The Murray Martin Award
13th February 2009 By: Graeme RigbyAfter Amber founder member and key visionary Murray Martin died in 2007, many people suggested that the group should set up an award in his memory, perhaps giving a young filmmaker an opportunity. It obviously needed to be a celebration of the kind of work he spent his life encouraging, but Amber also wanted to celebrate the way Murray would simply take a punt on someone. With funding from Northern Film and Media, the film and photography collective has taken a punt on Florence Darling, offering training, access to equipment, a context for discussion and all kinds of other practical support.
Florrie Darling writes about her film project:
On 5th March 2003, along with two hundred young people in Newcastle upon Tyne and thousands of others around the country, I walked out of my classroom in protest at the prospect of war in Iraq. In 2001, only 39% of 18-24 year olds voted in the General Election, compared to 70% of people aged 65 and over. More young people voted in Big Brother than they did in the 2005 election. In the context of the time, what the young people’s anti-war movement achieved during that time seemed remarkable.
The idea for this film grew out of the anti war protests and the people I met through them. I was particularly inspired by a visit I made to speak to Elswick Girls Group, a project for young women in the West End of Newcastle. Their articulacy and their politics seemed to have no outlet. I went on to study politics and write a dissertation on the subject of youth particiaption, but in my imagination it was always a film, rooted in my own community and in my own experience, exploring young people and politics through their own stories.
Growing up in the North East, which has always been an area of heightened political activity, I couldn’t understand what had changed since the 1980s when my parents went to demonstrations every week on Northumberland Street. The 1985 Miners’ Strike was a crucial part of North East history and my background as I was named after a coal mine. I will talk to young adults from mining families to see how that experience has affected their political outlook.

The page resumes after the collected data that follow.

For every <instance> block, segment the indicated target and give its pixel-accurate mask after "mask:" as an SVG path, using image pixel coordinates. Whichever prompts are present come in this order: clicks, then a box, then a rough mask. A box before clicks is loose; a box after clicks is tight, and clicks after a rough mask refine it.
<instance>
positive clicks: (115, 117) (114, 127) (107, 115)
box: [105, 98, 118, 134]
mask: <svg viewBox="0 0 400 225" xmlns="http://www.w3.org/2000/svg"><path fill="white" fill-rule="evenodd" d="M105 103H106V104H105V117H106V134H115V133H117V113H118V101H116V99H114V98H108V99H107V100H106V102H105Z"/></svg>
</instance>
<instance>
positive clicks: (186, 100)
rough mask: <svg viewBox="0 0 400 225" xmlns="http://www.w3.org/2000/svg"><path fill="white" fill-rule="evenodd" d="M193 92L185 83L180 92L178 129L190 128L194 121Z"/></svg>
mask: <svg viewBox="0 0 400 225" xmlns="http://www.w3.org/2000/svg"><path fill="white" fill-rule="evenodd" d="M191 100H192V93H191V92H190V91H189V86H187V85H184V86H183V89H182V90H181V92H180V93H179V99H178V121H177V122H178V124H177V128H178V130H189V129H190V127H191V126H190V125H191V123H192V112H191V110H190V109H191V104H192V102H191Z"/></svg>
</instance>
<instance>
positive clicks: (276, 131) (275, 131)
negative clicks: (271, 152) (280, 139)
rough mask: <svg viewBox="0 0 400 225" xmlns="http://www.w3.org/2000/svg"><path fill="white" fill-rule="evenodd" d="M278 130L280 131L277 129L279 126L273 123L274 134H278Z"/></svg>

I went to the Amber Weekend School in March 2008 and began to revisit my film. I was inspired by the way Amber makes social documentary through listening to people, making portraits of their lives and not imposing stories onto them. This idea of portraiture is one that I have carried through from the beginning. I wanted this film to look at the context of young people’s lives and the ways context had affected participation. I approached Amber with my idea and found myself the first recipient of the Murray Martin Award, which has been supported by Northern Film & Media. The Amber collective’s support has enabled me to get this long-germinated idea off the ground. I had no prior experience of film making, access to equipment or knowledge of how to use it. A group of young filmmakers has gathered around the project and Amber is working with us, helping to develop the ideas, discussing approaches, training us in the use of equipment and giving us access to means of making the film.